Teriakan atau seruannya ini tentu saja membuat marah. Bangsa itu geger dan semua orang ribut, keluar rumah dan senjatapun sudah siap di tangan. Mereka mengira Ituchi, atau mungkin temannya, maklumlah, mereka baru saja diserang pemuda itu dan Ituchi juga tinggi besar seperti murid Siauw-jin ini. Togura berkulit coklat dan kehitaman seperti putera raja Hu itu, dari kejauhan hampir mirip. Namun ketika semua melihat bahwa pemuda ini bukan Ituchi maka terkejut dan heranlah semua orang, juga marah.

"Hei, lepaskan gadis itu!"

Pemuda ini tertawa-tawa. Lima orang tiba-tiba maju menerjang, pakaiannya seperti prajurit dan tahulah Togura bahwa penjaga mulai melihatnya. Tadi dia masuk secara lihai dan mempergunakan ilmu meringankan tubuhnya, tak diketahui dan baru setelah dia menyambar gadis cantik itu dia memperlihatkan diri. Dan ketika lima orang itu menusuk sementara pemuda yang menjadi kekasih gadis ini berteriak dan melompat bangun di sana maka Togura mempergunakan kepandaiannya yang luar biasa dan hilanglah pemuda itu dari pandangan lawan, melejit bersama Jing-sian-engnya (Bayangan Seribu Dewa).

"Haii..!"

"Siluman..!"

Orang-orang itu ribut. Mereka terkejut dan tentu saja gempar karena lawan tahu-tahu menghilang, padahal mereka menusuk dan yakin bahwa lawan tak akan lolos, pemuda itu berada di tengah dan siap menjadi makanan empuk tombak atau lembing mereka. Namun ketika lawan menghilang dan lenyap entah ke mana maka mereka mendengar teriakan di sebelah kanan dan jerit atau terlemparnya tubuh.

"Aduh..!"

"Bangsat... des-dess!"

Mereka menengok. Ternyata pemuda yang mereka sangka siluman itu sudah berada di situ, mengibas dan meroboh-robohkan teman mereka yang lain, yang sudah berdatangan dan membentak pemuda itu. Tapi ketika semua terdorong dan pemuda itu tertawa-tawa maka dia sudah berkelebatan di depan bagai siluman atau bayangan menyambar-nyambar.

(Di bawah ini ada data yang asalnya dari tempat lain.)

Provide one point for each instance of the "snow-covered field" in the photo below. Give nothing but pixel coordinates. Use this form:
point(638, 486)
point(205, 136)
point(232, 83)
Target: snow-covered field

"Aku mencari Cucigawa, hayo suruh raja itu keluar!"

Para perajurit menjadi marah. Nama raja mereka disebut begitu saja oleh pemuda ini, yang bukan sanak atau kadang. Dan ketika pemuda itu bergerak ke sana ke mari dan tangannya meroboh-robohkan teman mereka yang cepat berdatangan maka bangsa ini diobrak-abrik oleh Togura.

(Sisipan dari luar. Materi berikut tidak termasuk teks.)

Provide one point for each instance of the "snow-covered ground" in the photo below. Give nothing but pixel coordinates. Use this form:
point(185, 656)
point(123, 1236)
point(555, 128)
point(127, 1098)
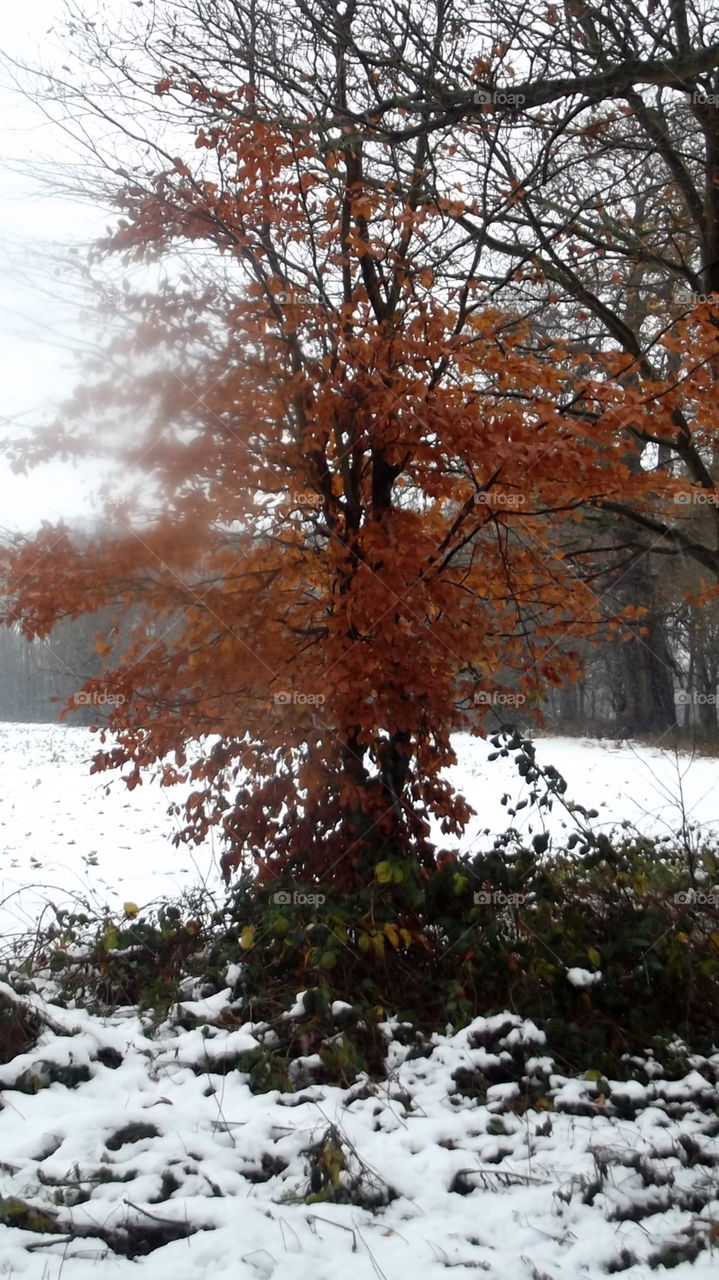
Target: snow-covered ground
point(67, 832)
point(109, 1129)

"Ha-ha, jangan halangi aku. Minggir... des-dess!" Togura melempar-lempar mereka, menendang atau menggerakkan tangan menampar dan terpelantinglah orang-orang itu.

Mereka menjerit dan berteriak mengaduh, Togura terus bergerak dan akhirnya menuju kemah paling besar, tempat raja bersemayam. Dan ketika semua tak ada yang menahan dan pemuda itu berjungkir balik tinggi di udara maka tibalah dia di puncak kemah, berdiri sama tinggi dengan bendera bangsa U-min yang berkibar.

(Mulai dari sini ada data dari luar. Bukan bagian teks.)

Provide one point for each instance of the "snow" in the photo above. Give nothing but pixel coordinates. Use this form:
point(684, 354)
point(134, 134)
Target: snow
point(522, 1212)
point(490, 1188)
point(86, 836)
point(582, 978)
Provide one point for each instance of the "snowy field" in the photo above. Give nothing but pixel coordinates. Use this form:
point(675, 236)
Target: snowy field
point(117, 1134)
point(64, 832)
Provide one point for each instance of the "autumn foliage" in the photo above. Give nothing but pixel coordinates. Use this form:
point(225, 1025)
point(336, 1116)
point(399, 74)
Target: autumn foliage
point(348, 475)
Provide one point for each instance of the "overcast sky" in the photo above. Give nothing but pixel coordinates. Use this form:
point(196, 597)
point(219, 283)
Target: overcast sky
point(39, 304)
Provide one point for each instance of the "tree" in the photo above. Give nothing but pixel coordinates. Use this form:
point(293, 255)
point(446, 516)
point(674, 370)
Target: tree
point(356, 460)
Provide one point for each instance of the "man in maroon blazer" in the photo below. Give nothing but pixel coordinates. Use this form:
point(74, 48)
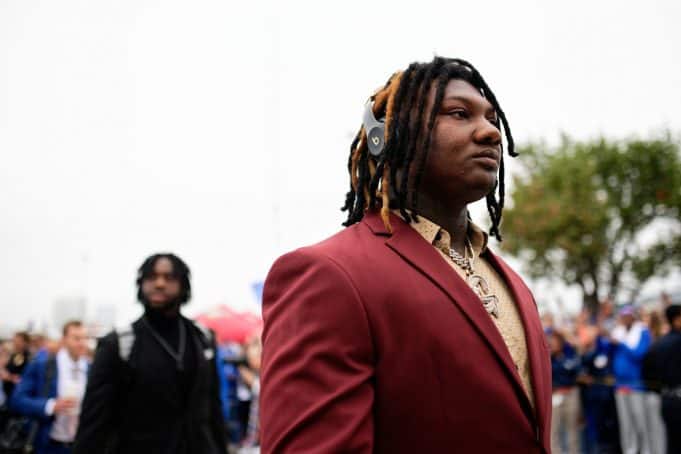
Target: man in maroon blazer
point(404, 333)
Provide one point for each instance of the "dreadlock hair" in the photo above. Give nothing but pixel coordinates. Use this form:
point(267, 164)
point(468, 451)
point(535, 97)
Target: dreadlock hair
point(408, 131)
point(180, 271)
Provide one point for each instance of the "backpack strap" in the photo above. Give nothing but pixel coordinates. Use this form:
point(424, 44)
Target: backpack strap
point(126, 339)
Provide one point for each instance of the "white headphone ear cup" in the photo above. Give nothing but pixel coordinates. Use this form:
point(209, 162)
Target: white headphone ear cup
point(374, 130)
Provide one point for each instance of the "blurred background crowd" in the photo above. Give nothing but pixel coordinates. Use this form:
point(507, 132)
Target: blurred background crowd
point(238, 370)
point(606, 375)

"Cucigawa, aku ingin menemuimu!"

Seruan lantang dan nyaring ini disambut geraman. Dua sosok tubuh berkelebat dan dua orang laki-laki muncul di situ, yang satu tua sedang yang lain muda. Itulah panglima Horok dan Ramba, dua tulang punggung raja Cucigawa. Dan begitu mereka keluar dan pasukan berkuda meringkik dari mana-mana maka ribuan orang sudah mengepung pemuda ini, delapan lapis!

"Anak muda, tunjukkan siapa dirimu. Terangkan kepada kami apa maksud sepak terjangmu!"

"Aku ingin menemui Cucigawa, kaukah orangnya?"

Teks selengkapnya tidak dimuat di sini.